Okan Pirinç'in annesi Nuray Pirinç

'OĞLUMUN BEDENİNİN PARÇALANMADAN GELMESİNE ŞÜKRETTİM'

Oğlunun gitmesini istememiş Nuray Pirinç, 5-10 kişiyle iş yapılmayacağını, dünyayı değiştiremeyeceğini söylemiş ama Okan’ı ikna edememiş; “ 'Sen merak etme anne Türkiye’nin her tarafından katılım olacak kalabalık olacağız. Suruç’a gideceğim o çocuklara oyuncakları götüreceğim' demişti. İpek saçlı oğlum nereden bilsin böyle olacağını. Patlamayı öğrenince çok dua ettim yaşasın sakat kalsın diye… Ben bakardım ona yeter ki hayatta kalsaydı. Ya da keşke bende gitseydim onunla ben de ölseydim bu acıyı yaşamasaydım. Bunlar içimden çok geçti. 5 yıl geçti alışıyorsunuz ama acısı hiç bitmiyor, bitmeyecek de.. Oğlum cenazesi geldiğinde neye şükrettim biliyor musunuz, bedeninin parçalanmadan gelmesine. En azından kolunu bacağını bir yerlerden toplamadılar dedim. Bu gencecik çocuklardan ne istediler bilmiyorum..”

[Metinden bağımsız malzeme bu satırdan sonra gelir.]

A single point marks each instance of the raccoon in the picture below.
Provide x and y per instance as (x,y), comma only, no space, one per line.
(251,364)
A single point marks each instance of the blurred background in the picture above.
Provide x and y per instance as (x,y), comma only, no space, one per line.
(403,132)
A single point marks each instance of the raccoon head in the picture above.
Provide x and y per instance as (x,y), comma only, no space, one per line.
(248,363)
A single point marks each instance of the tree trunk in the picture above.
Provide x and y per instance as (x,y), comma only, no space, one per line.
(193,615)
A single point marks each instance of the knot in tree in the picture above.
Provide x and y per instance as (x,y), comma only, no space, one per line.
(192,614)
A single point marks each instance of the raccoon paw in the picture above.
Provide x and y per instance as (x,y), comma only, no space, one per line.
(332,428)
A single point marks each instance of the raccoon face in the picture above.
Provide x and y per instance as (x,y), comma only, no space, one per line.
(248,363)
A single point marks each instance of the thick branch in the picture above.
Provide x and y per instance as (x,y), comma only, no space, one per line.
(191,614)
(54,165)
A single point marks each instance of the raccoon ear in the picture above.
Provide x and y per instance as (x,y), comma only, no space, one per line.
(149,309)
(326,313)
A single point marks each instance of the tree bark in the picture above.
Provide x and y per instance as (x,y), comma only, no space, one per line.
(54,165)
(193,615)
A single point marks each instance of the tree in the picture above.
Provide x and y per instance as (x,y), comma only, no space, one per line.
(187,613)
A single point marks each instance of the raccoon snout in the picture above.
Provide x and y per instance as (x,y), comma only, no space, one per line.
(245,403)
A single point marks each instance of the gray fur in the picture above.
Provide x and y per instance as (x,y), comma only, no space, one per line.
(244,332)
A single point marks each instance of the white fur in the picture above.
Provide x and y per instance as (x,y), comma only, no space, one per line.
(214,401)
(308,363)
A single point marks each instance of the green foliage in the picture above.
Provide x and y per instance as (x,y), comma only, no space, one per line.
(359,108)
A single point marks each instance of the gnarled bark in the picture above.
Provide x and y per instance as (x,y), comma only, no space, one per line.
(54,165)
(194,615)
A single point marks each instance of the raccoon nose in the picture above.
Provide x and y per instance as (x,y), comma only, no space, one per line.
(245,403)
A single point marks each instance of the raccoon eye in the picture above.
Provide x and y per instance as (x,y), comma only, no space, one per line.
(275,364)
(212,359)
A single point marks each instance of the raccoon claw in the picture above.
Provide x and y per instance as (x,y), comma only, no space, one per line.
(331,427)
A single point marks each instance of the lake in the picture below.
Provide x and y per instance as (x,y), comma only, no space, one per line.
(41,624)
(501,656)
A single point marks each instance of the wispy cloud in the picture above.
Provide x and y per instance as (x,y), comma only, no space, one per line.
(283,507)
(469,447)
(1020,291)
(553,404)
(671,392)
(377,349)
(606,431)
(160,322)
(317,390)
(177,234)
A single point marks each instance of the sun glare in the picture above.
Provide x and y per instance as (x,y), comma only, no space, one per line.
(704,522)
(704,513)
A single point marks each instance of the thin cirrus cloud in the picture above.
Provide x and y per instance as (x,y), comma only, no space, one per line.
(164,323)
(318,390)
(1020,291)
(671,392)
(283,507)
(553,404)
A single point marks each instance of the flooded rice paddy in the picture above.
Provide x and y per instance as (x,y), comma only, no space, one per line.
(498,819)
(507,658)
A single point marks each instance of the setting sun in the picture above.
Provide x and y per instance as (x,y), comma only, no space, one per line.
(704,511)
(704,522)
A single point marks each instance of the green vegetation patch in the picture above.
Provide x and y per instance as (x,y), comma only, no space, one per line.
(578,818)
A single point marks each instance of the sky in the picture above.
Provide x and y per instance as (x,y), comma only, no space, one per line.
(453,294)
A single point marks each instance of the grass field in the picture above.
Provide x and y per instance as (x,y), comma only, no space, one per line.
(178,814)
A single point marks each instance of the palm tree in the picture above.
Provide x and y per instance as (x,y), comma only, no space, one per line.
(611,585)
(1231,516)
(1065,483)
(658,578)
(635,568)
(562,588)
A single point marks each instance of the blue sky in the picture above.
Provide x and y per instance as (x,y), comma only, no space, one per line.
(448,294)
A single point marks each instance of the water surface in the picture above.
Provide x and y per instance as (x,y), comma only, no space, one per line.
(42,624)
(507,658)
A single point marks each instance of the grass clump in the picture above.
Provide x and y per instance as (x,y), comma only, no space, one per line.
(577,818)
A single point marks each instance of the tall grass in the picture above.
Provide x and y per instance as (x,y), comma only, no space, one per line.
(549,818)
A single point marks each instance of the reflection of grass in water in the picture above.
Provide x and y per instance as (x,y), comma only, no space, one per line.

Oğlu Okan’ın gitmeden önce katıklı ekmek istediğini söyleyen Nuray anne: “Kalabalık olacağız tüm arkadaşlar katıklı ekmekten yesin istiyorum, fazla yap anne demişti. Ben de istediğinden fazlasını yaptım yetiştirdim ona. Suruç’tan beni arayıp ‘biz vardık ben iyiyim, katıklıların hepsini yedik. Sen yine arayacağım' dedi. Bir daha arayamadı. İyi ki de katıklıyı yapmışım, arkadaşlarıyla yemişler. Yoksa hep hatırlayıp üzülecektim.”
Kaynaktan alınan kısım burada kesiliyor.